Exam 1 Flashcards
Functions of a Database Management System (DBMS)
Enables users to create and maintain a database. Allows for:
- Defining: specifying data types, structures and constraints
- Constructing: storing the data on some storage medium controlled by the DBMS
- Manipulating: querying the database to retrieve data, updating to reflect changes in the miniworld, generating reports
- Sharing:allows multiple users or programs access
Query vs. transaction
Query causes data to be retrieved
Transaction causes data to be read or written
Other important functions of a DBMS
Protection: System and security protection
Maintenance: Allow the system to evolve as requirements change
Database System
Database + DBMS
Database Structure
File = Collection of records
Data records = Collection of data elements
Data elements = the different pieces of data
Data types = the specific type of each piece
Database Approach vs. File-Processing Approach
File-processing refers to old practice of each user or application having its own data.

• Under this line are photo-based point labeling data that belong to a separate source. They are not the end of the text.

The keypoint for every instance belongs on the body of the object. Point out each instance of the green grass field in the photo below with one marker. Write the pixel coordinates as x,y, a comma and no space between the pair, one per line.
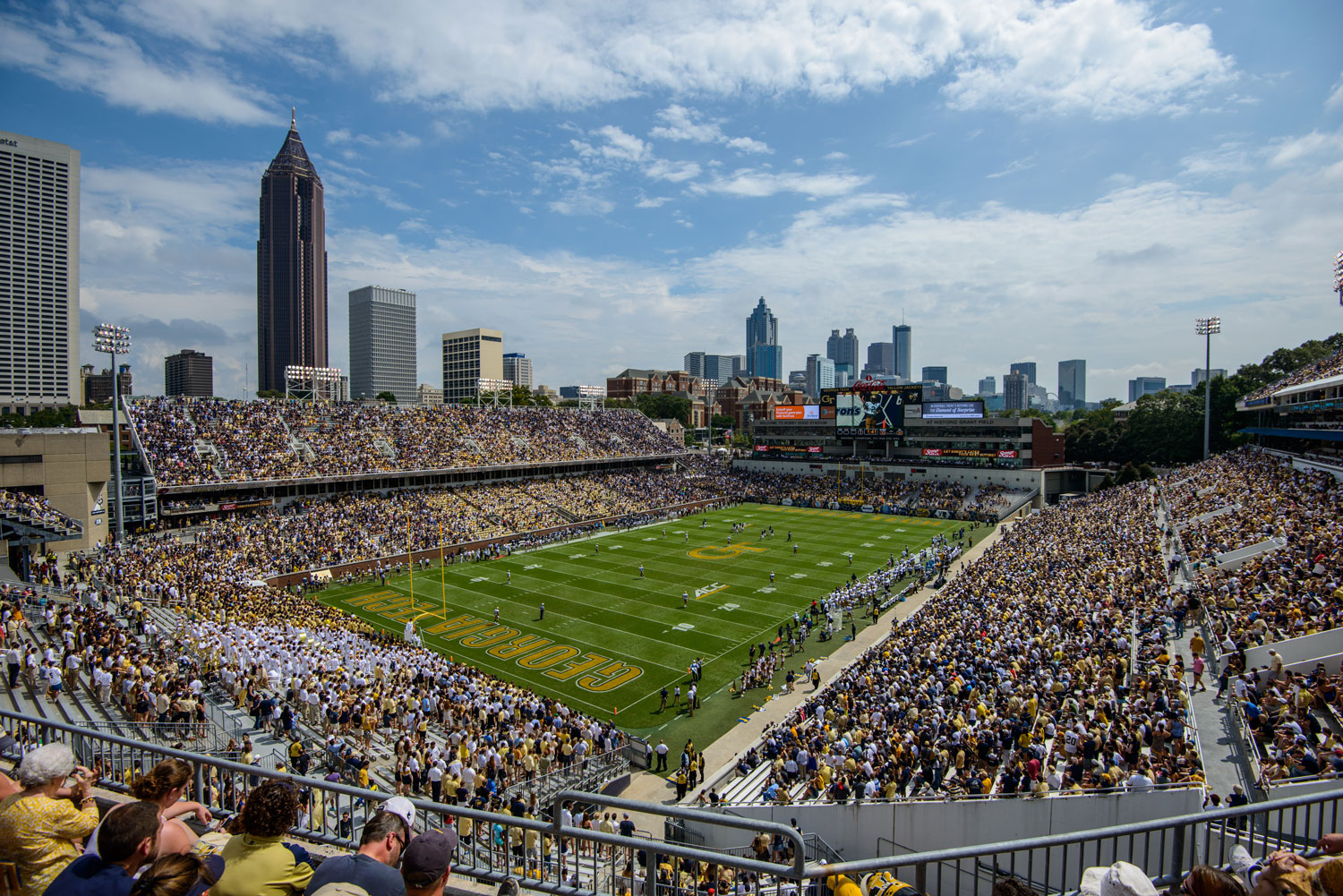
610,640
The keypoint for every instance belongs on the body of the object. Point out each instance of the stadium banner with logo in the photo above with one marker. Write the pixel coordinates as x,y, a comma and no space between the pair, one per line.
1005,453
797,411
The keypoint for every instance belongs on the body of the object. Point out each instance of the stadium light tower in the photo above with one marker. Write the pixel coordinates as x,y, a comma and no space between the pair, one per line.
113,340
1205,327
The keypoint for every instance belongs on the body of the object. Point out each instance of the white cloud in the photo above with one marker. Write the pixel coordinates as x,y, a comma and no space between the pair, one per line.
1013,166
620,145
1104,58
1229,158
672,171
1335,98
679,123
1295,149
748,145
182,236
397,140
751,183
78,53
910,141
1107,58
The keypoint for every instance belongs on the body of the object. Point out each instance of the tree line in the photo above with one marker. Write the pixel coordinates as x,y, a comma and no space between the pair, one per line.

Database approach is better because:
- Self-describing nature of a database system
- Insulation between programs and data, and data abstraction (i.e. program-data independence)
- Support of multiple views of the data
- Sharing of data and multiuser transaction processing
Meta-data
The complete definition of database structure and constraints.
Structure of each file, the type and storage format for each data item, various constraints on the data.
Self-describing data
Data stored as item names and values in one structure. Used in NOSQL
Program-Data Independence
The structure of the data files is stored in the DBMS catalog, separately from the access programs (so a change to the data structure doesn’t break the access programs functioning)
Program-Operation Independence
An operation = method or function
An “interface” to an operation = the name of the method and parameters it takes.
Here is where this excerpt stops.